BANDA ACEH — Pengamat sosial dan politik, Risman A Rachman, mempertanyakan praktik pencalonan kepala daerah di Aceh yang dinilainya kerap mengabaikan proses kaderisasi partai. Ia menilai, figur dari luar partai yang belum melalui pendidikan politik dan ujian kepartaian justru langsung dipercaya memimpin organisasi hanya karena memiliki jabatan atau kemampuan finansial.
“Apakah adil orang luar yang belum mengalami ujian kepartaian, belum mengikuti pendidikan dan kaderisasi, langsung diserahkan tugas memimpin hanya karena dia punya jabatan dan punya uang?” ujar Risman dalam pernyataannya yang dikutip pada Sabtu (18/7/2026).
Menurut Risman, praktik semacam ini berpotensi melahirkan kekecewaan di kalangan kader yang telah bekerja membesarkan partai dari tingkat bawah. Dalam jangka panjang, kondisi tersebut melemahkan militansi dan kepercayaan kader terhadap mekanisme organisasi.
Kartu Tanda Anggota Jangan Hanya Jadi Tiket Pencalonan
Risman menegaskan bahwa persoalan kaderisasi bukan sekadar urusan administratif internal partai. Ia menyebut kaderisasi merupakan fondasi untuk membentuk pemimpin yang memahami ideologi, sejarah perjuangan, aturan organisasi, serta tanggung jawab politik partai kepada masyarakat.
“Kartu tanda anggota seharusnya bukan sekadar tiket untuk memperoleh pencalonan. Keanggotaan partai harus disertai proses pembelajaran, pengabdian, ujian loyalitas, serta pemahaman terhadap nilai-nilai perjuangan organisasi,” tegasnya.
Tanpa proses tersebut, partai politik berisiko hanya menjadi kendaraan elektoral yang digunakan menjelang pemilihan umum atau pemilihan kepala daerah. Risman mengingatkan bahwa partai yang sehat tidak boleh hanya melihat popularitas dan kemampuan finansial seseorang.
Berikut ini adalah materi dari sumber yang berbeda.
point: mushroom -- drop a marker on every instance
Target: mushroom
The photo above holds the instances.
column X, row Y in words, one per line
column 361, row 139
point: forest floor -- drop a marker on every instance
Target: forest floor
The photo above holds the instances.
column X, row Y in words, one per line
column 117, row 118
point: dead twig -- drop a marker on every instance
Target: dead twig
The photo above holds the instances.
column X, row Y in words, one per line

Standar Demokrasi Aceh Harus Lebih Tinggi dari Nasional
Dalam analisisnya, Risman mengingatkan bahwa standar demokrasi yang ingin dibangun di Aceh seharusnya lebih tinggi dibandingkan praktik demokrasi prosedural yang hanya berorientasi pada perebutan kekuasaan. Ia mengutip judul Majalah Acehkita pada masa lalu, “Habis Perang Terbitlah Damai.”
“Saat ini mestinya, ‘dengan damai kuatlah demokrasi’. Untuk diketahui, standar demokrasi Aceh itu diletakkan lebih tinggi dari standar demokrasi Indonesia. Demokrasi yang hendak dibangun di Aceh adalah demokrasi sejati,” katanya.
Menurut Risman, demokrasi sejati adalah demokrasi yang tidak tunduk pada kekerasan, tekanan kekuasaan, maupun dominasi modal. Demokrasi juga harus menjadi sarana untuk mengakhiri ketidakadilan, bukan justru melahirkan ketidakadilan baru di dalam tubuh partai politik.
Partai Demokrat Jadi Sorotan karena Sejarah Perdamaian Aceh
Risman secara khusus menyinggung Partai Demokrat yang dinilainya memiliki hubungan historis dengan proses perdamaian Aceh. Presiden keenam RI sekaligus pendiri Partai Demokrat, Susilo Bambang Yudhoyono, disebutnya memiliki andil penting dalam terciptanya perdamaian di provinsi ujung barat Indonesia tersebut.
“Bagi partai-partai lain mungkin bisa dimaklumi. Namun, bagi Partai Demokrat, yang SBY memiliki andil dalam mewujudkan perdamaian, hal seperti itu tidak elok,” tegas Risman.
Ia berharap Partai Demokrat mampu memberikan contoh dalam menjaga nilai demokrasi dan menghormati proses kaderisasi, serta menghindari kesan bahwa kepemimpinan partai dapat ditentukan hanya berdasarkan kekuasaan dan modal. Risman menilai perdamaian Aceh tidak cukup hanya dipertahankan melalui ketiadaan konflik bersenjata, melainkan harus diisi dengan penguatan demokrasi yang sehat di internal partai politik.